Towards Prevalence of On-Device AI with Full Runtime Adaptability

Speaker: Professor Wei Gao
University of Pittsburgh

Title: Towards Prevalence of On-Device AI with Full Runtime Adaptability

Date: Thursday, 20 February 2025

Time: 10:00am - 11:00am

Venue: Room 3523 (CSE conference Room, via lift 25/26), HKUST

Abstract:

With the recent democratization of AI, there is a pressing need of supporting AI on mobile and embedded devices at the edge, to allow intelligent and prompt decision making autonomously on these devices. To meet the devices’ constraints in computing capacity, current software solutions to on-device AI reduce the ML model’s complexity, but have major weaknesses in adapting to the changes of online data patterns and environmental contexts, resulting in significant reduction of model performance in difficult learning tasks. In this talk, I will present our recent research on achieving such full runtime adaptability, as a key enabler for prevalence of on-device AI in practical systems. I will first present how we leverage explainability in AI to adaptively involve the most appropriate model structures for on-device computations, so as to support real-time inference, runtime training and LLM fine-tuning on devices with extreme resource constraints. Afterwards, I will further show how such on-device AI techniques can be applied to various application domains, including smart healthcare and embodied AI systems, to achieve high system performance with heterogeneous data characteristics and diverse environmental settings.


Biography:

Wei Gao is currently an Associate Professor in the Department of Electrical and Computer Engineering, University of Pittsburgh. His research interests lie in the intersection between AI and computer systems, with a focus on the design and deployment of on-device AI models and algorithms on mobile, embedded and networked devices. He also has strong interests in applying the computationally efficient AI models into practical application domains to make societal impacts and benefit the human welfare.

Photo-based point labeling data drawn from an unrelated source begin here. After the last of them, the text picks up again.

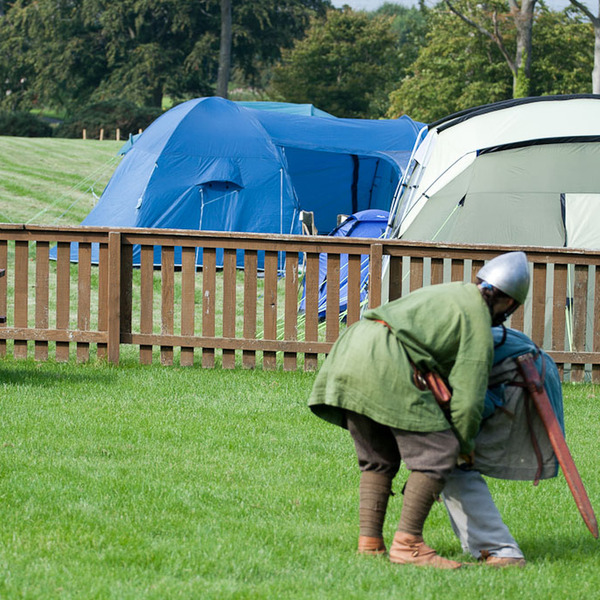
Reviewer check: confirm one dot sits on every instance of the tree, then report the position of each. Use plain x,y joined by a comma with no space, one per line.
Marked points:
458,69
225,49
345,63
563,57
50,55
66,53
595,21
487,19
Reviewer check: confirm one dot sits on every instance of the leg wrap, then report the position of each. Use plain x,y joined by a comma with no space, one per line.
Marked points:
420,492
374,492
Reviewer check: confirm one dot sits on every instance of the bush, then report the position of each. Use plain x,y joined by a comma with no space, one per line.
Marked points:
23,124
109,115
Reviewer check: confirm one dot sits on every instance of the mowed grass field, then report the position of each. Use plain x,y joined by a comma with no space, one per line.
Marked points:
165,482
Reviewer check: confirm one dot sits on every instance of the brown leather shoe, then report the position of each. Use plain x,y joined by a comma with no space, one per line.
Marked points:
408,549
371,545
503,561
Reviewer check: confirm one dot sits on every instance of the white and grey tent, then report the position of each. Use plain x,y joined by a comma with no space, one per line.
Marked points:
520,172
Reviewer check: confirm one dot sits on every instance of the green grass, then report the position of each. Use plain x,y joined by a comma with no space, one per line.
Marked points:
47,181
152,482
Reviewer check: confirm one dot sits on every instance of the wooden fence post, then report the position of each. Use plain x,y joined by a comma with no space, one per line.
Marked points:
375,266
114,296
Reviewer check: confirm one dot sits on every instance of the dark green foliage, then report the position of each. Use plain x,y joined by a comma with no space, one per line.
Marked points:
459,68
23,124
108,115
63,54
343,66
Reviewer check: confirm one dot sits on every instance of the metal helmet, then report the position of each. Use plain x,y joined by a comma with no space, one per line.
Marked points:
509,273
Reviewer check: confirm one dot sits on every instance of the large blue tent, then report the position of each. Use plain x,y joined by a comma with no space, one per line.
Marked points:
212,164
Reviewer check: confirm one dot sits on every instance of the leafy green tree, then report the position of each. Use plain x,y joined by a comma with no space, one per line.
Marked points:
458,69
67,53
344,65
490,18
595,21
49,54
563,53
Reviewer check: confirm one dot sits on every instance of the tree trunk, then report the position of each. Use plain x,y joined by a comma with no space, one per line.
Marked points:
225,49
596,70
595,20
523,18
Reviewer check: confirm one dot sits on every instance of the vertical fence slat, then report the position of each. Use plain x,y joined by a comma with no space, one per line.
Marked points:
3,289
250,302
84,297
311,312
375,266
188,301
538,304
42,296
475,267
146,300
167,313
353,287
209,290
437,271
63,296
596,324
21,294
332,313
103,283
270,306
229,283
579,317
457,269
114,297
416,273
290,331
395,278
126,307
559,300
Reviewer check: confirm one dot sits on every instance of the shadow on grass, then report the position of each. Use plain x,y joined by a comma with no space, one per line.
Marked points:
579,547
48,377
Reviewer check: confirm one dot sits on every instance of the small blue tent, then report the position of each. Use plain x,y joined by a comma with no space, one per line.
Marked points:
212,164
368,224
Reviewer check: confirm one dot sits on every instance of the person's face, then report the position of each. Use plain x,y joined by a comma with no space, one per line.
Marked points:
500,308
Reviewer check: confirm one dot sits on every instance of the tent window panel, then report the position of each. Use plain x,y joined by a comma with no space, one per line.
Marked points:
486,218
582,214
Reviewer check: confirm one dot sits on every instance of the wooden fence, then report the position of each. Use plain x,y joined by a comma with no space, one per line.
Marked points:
140,290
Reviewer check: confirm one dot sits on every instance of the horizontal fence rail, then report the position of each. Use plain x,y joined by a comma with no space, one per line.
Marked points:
186,297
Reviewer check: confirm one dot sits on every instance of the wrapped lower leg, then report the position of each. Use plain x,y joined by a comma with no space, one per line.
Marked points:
374,492
408,547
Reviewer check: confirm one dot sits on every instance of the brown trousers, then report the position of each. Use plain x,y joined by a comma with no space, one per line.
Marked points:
381,448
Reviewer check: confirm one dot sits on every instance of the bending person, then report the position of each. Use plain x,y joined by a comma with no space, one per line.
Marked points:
383,380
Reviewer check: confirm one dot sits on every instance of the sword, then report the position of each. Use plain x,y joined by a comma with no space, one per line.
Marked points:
536,389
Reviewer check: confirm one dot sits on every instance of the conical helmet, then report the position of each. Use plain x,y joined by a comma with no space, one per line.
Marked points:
509,273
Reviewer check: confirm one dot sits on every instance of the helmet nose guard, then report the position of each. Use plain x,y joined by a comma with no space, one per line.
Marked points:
508,273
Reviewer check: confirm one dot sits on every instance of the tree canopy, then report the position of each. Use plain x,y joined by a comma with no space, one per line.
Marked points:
424,62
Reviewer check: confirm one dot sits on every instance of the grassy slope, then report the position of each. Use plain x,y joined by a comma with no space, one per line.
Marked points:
184,483
50,181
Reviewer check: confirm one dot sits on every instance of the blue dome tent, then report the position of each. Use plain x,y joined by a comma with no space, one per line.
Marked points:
367,223
216,165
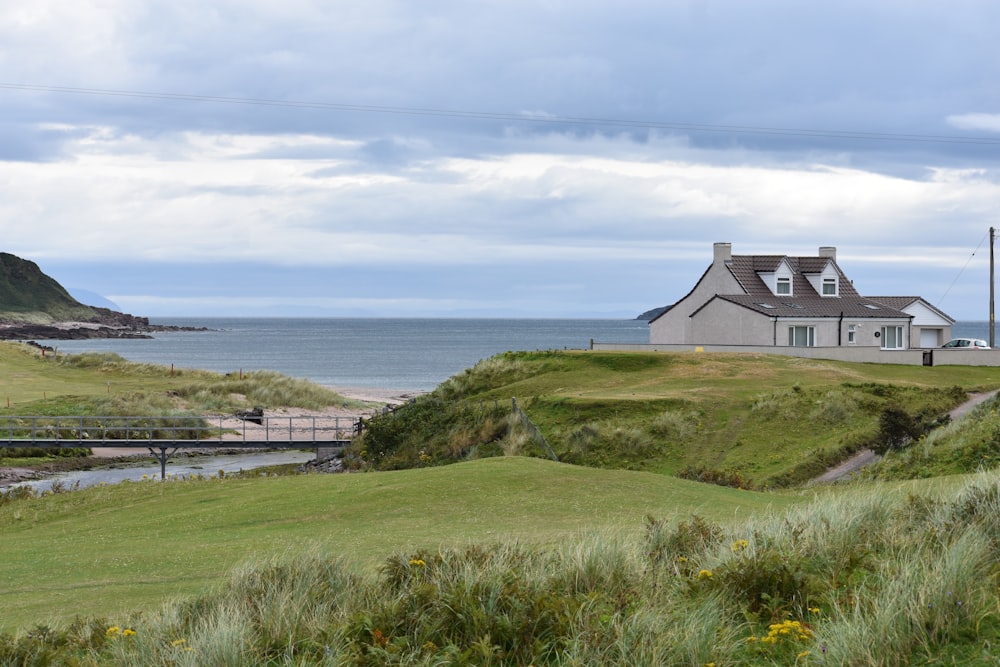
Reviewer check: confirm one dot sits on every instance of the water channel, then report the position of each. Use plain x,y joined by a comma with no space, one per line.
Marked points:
178,467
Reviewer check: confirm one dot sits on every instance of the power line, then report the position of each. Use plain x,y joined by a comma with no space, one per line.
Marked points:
514,117
962,270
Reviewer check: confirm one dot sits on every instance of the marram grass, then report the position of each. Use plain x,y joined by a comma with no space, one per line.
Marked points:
867,577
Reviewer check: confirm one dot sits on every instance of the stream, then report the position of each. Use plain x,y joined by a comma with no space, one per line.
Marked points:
177,468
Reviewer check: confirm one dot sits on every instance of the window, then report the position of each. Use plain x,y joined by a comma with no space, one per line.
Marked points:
892,338
802,336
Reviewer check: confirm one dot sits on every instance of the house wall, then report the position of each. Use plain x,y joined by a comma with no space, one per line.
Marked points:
674,326
925,319
859,354
721,322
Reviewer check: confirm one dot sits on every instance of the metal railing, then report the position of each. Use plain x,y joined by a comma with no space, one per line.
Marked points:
187,431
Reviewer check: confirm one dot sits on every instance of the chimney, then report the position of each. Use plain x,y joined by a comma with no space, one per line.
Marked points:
723,252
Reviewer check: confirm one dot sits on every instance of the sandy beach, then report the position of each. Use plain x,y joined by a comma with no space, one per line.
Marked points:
375,398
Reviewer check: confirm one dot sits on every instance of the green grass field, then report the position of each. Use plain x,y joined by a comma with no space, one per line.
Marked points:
570,546
104,550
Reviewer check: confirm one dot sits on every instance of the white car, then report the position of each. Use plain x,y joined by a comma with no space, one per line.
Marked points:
966,344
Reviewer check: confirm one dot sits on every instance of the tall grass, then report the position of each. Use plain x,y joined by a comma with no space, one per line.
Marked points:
867,578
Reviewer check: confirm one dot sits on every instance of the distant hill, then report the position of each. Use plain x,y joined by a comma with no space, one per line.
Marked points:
29,296
653,313
34,305
92,298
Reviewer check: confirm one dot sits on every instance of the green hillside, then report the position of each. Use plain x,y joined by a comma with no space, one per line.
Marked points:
28,295
753,421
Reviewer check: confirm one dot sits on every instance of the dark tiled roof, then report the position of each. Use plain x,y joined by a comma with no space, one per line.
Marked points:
806,301
901,302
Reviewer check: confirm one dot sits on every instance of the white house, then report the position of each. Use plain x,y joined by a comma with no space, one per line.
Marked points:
781,300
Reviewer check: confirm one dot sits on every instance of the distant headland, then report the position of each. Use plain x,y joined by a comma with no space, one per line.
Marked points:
35,306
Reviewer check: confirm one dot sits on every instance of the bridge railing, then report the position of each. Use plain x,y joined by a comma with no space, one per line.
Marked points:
221,430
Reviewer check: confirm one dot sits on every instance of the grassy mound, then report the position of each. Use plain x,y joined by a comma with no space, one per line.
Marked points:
861,578
751,421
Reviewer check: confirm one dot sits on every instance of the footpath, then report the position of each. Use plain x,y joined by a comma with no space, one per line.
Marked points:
866,457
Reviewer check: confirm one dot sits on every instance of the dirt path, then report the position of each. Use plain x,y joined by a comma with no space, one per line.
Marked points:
375,399
866,457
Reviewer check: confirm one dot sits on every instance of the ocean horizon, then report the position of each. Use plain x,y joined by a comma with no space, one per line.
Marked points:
383,353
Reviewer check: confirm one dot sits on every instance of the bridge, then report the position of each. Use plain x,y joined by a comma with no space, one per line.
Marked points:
163,436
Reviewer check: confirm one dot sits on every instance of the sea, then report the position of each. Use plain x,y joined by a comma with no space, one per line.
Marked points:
384,353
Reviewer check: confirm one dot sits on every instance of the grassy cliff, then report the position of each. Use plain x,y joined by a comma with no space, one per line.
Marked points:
28,295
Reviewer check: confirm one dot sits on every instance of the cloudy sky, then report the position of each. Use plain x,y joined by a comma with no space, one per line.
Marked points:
530,158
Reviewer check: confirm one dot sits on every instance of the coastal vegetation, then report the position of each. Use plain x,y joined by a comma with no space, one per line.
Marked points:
85,384
569,528
751,421
501,562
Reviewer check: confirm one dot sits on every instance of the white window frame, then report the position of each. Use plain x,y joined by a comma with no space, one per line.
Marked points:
809,332
897,336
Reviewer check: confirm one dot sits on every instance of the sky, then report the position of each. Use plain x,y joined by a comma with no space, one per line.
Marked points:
493,158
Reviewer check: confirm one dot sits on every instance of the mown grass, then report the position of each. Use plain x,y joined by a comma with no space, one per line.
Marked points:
750,420
114,548
879,576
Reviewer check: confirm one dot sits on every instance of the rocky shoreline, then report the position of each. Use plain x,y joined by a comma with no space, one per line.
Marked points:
123,326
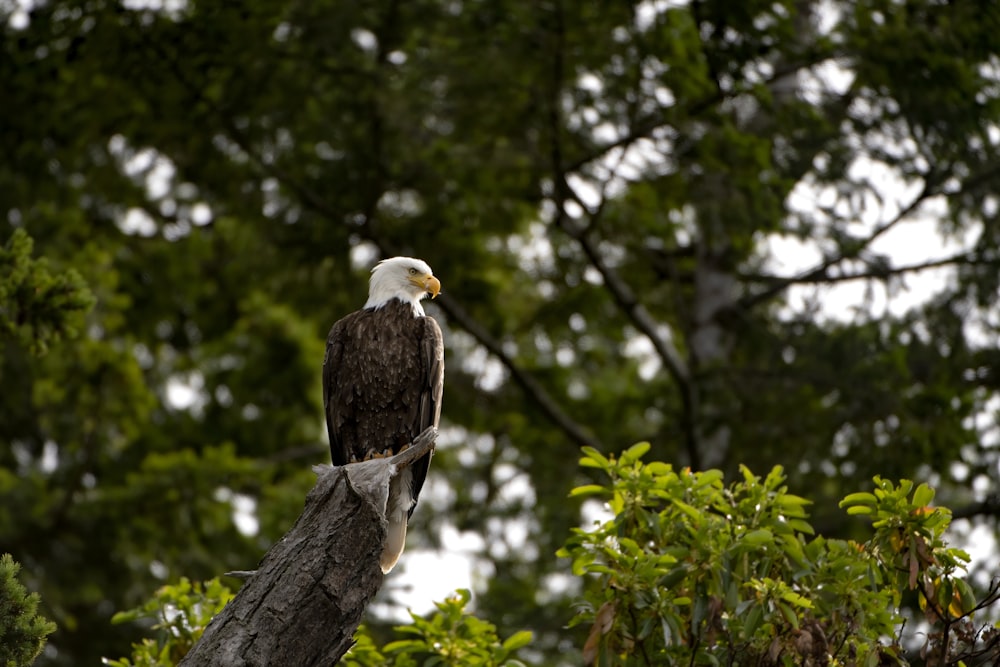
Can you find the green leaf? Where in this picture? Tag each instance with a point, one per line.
(759, 537)
(594, 459)
(923, 496)
(518, 640)
(859, 499)
(635, 452)
(587, 490)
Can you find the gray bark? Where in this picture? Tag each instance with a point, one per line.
(306, 599)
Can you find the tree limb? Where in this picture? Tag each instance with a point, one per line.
(305, 600)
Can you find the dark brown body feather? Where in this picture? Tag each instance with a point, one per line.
(382, 382)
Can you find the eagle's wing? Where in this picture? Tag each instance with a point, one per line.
(332, 359)
(431, 389)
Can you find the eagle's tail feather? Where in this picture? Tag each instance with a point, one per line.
(395, 540)
(397, 512)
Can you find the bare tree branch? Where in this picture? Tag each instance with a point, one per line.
(964, 258)
(306, 598)
(816, 273)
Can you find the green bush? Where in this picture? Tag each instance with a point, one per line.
(22, 630)
(691, 571)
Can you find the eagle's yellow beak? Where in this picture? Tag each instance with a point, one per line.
(429, 283)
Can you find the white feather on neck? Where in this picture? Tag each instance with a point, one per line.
(376, 301)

The integrated AI and sensing systems developed by his team have been applied to more than 400 patients at Children's Hospital of Pittsburgh and helped enormous families with low incomes during the COVID-19 pandemic. He has published more than 80 research papers at both top AI and system conference venues, including ICLR, AAAI, ASPLOS, MobiCom, MobiSys, SenSys, etc, and received multiple best paper awards or nominations.